Basis Differences Flashcards
DTA
Deferred tax asset: Items on a company’s balance sheet that may be used to reduce taxable income in the future are called deferred tax assets. The situation can happen when a business overpaid taxes or paid taxes in advance on its balance sheet.
A deferred tax asset can arise when there are differences in tax rules and accounting rules or when there is a carryover of tax losses.
Beginning in 2018, most companies can carryover a deferred tax asset indefinitely.

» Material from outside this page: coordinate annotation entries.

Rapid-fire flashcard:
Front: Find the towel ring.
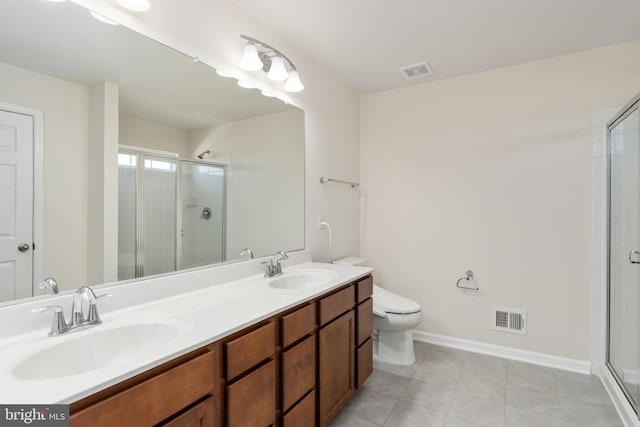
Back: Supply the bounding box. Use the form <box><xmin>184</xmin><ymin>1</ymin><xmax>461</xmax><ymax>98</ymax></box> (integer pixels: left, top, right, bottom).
<box><xmin>456</xmin><ymin>270</ymin><xmax>480</xmax><ymax>292</ymax></box>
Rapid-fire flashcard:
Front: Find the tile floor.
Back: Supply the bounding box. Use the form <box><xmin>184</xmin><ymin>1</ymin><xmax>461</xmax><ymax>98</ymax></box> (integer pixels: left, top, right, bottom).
<box><xmin>331</xmin><ymin>342</ymin><xmax>624</xmax><ymax>427</ymax></box>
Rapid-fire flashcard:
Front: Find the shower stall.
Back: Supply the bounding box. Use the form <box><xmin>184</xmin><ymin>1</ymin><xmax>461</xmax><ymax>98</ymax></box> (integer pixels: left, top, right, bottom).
<box><xmin>607</xmin><ymin>95</ymin><xmax>640</xmax><ymax>420</ymax></box>
<box><xmin>118</xmin><ymin>147</ymin><xmax>226</xmax><ymax>280</ymax></box>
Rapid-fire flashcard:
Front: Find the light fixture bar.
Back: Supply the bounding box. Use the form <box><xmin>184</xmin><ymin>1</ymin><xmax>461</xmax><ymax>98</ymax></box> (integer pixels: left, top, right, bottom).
<box><xmin>240</xmin><ymin>34</ymin><xmax>297</xmax><ymax>70</ymax></box>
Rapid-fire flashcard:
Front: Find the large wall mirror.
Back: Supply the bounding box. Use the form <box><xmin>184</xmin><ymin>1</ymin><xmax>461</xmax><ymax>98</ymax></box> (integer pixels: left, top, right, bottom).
<box><xmin>0</xmin><ymin>0</ymin><xmax>304</xmax><ymax>303</ymax></box>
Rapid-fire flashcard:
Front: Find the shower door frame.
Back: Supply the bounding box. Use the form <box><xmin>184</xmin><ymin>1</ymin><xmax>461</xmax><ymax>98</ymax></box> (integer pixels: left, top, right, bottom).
<box><xmin>118</xmin><ymin>144</ymin><xmax>229</xmax><ymax>279</ymax></box>
<box><xmin>176</xmin><ymin>159</ymin><xmax>229</xmax><ymax>271</ymax></box>
<box><xmin>605</xmin><ymin>93</ymin><xmax>640</xmax><ymax>419</ymax></box>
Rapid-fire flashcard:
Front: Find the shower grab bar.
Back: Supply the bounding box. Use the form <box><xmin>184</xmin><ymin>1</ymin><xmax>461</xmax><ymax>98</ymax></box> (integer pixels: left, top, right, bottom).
<box><xmin>320</xmin><ymin>176</ymin><xmax>360</xmax><ymax>188</ymax></box>
<box><xmin>456</xmin><ymin>270</ymin><xmax>480</xmax><ymax>292</ymax></box>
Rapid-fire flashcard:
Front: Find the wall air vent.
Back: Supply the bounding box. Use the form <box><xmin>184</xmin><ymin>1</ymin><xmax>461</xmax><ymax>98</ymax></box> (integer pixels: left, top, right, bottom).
<box><xmin>400</xmin><ymin>62</ymin><xmax>432</xmax><ymax>80</ymax></box>
<box><xmin>491</xmin><ymin>307</ymin><xmax>527</xmax><ymax>335</ymax></box>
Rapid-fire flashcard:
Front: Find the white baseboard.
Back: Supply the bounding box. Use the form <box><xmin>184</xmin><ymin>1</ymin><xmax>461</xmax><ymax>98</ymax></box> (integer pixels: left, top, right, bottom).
<box><xmin>600</xmin><ymin>366</ymin><xmax>640</xmax><ymax>427</ymax></box>
<box><xmin>411</xmin><ymin>330</ymin><xmax>591</xmax><ymax>374</ymax></box>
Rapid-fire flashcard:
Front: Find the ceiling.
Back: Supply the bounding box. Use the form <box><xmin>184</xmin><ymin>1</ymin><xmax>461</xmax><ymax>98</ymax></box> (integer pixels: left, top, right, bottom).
<box><xmin>233</xmin><ymin>0</ymin><xmax>640</xmax><ymax>93</ymax></box>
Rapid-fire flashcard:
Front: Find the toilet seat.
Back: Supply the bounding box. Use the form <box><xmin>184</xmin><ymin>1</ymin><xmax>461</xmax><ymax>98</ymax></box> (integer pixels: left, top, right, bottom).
<box><xmin>373</xmin><ymin>284</ymin><xmax>422</xmax><ymax>317</ymax></box>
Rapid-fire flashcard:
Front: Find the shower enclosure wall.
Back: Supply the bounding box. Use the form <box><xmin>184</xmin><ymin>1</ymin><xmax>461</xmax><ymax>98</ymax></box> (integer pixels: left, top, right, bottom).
<box><xmin>118</xmin><ymin>149</ymin><xmax>226</xmax><ymax>280</ymax></box>
<box><xmin>607</xmin><ymin>92</ymin><xmax>640</xmax><ymax>420</ymax></box>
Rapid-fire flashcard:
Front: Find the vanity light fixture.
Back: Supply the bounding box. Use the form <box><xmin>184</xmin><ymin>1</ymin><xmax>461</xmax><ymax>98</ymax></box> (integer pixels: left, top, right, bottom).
<box><xmin>238</xmin><ymin>80</ymin><xmax>255</xmax><ymax>89</ymax></box>
<box><xmin>89</xmin><ymin>10</ymin><xmax>120</xmax><ymax>25</ymax></box>
<box><xmin>216</xmin><ymin>69</ymin><xmax>233</xmax><ymax>78</ymax></box>
<box><xmin>116</xmin><ymin>0</ymin><xmax>151</xmax><ymax>12</ymax></box>
<box><xmin>240</xmin><ymin>34</ymin><xmax>304</xmax><ymax>92</ymax></box>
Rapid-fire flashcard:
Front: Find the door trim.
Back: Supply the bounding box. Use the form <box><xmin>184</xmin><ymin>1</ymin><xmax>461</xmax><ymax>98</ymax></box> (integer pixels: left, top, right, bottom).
<box><xmin>0</xmin><ymin>102</ymin><xmax>44</xmax><ymax>296</ymax></box>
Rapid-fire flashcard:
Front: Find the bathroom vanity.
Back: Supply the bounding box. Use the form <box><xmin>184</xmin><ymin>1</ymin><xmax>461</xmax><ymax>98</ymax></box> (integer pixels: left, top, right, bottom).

DTL Exception - Domestic subs
- only applies to more than 50% owned domestic subs
DTL Exception - Foreign subs and foreign corporate JVs
-Presumption that all undistributed EP will be repatriated
- No DTL recognized if:
1 - indefinitely reinvested (indefinite reversal criterion met) - parent’s ability and intent
2 - net investment remitted tax free - within parent’s control and presently available
DTL
Deferred tax liability is a tax that is assessed or is due for the current period but has not yet been paid. The deferral comes from the difference in timing between when the tax is accrued and when the tax is paid. A deferred tax liability records the fact the company will, in the future, pay more income tax because of a transaction that took place during the current period, such as an installment sale receivable.
APB 23
The APB 23 exception comes with a significant burden—the “sufficient evidence” requirement. An APB 23 assertion requires that a multinational company provide evidence that demonstrates an ability to meet its domestic cash needs with only U.S. earnings and its plan to reinvest foreign earnings outside the U.S. This documentation usually requires the assertion to be supported by the following: the company’s global business position; financing requirements; capital expenditure requirements; domestic cash flow; liquidity needs; budgets and forecasts; tax-planning strategies; and other similar supporting documents.
C Reorg
1- acquisition by one corporation
2- in exchange solely for all or a part of its voting stock
3- of substantially all of the properties of another corporation
(assumption by the acquiring corp of a liability of the other is disregarded for substantially all req)
311(b)
(b) Distributions of appreciated property
(1) In general If—
(A) a corporation distributes property (other than an obligation of such corporation) to a shareholder in a distribution to which subpart A applies, and
(B) the fair market value of such property exceeds its adjusted basis (in the hands of the distributing corporation),
then gain shall be recognized to the distributing corporation as if such property were sold to the distributee at its fair market value.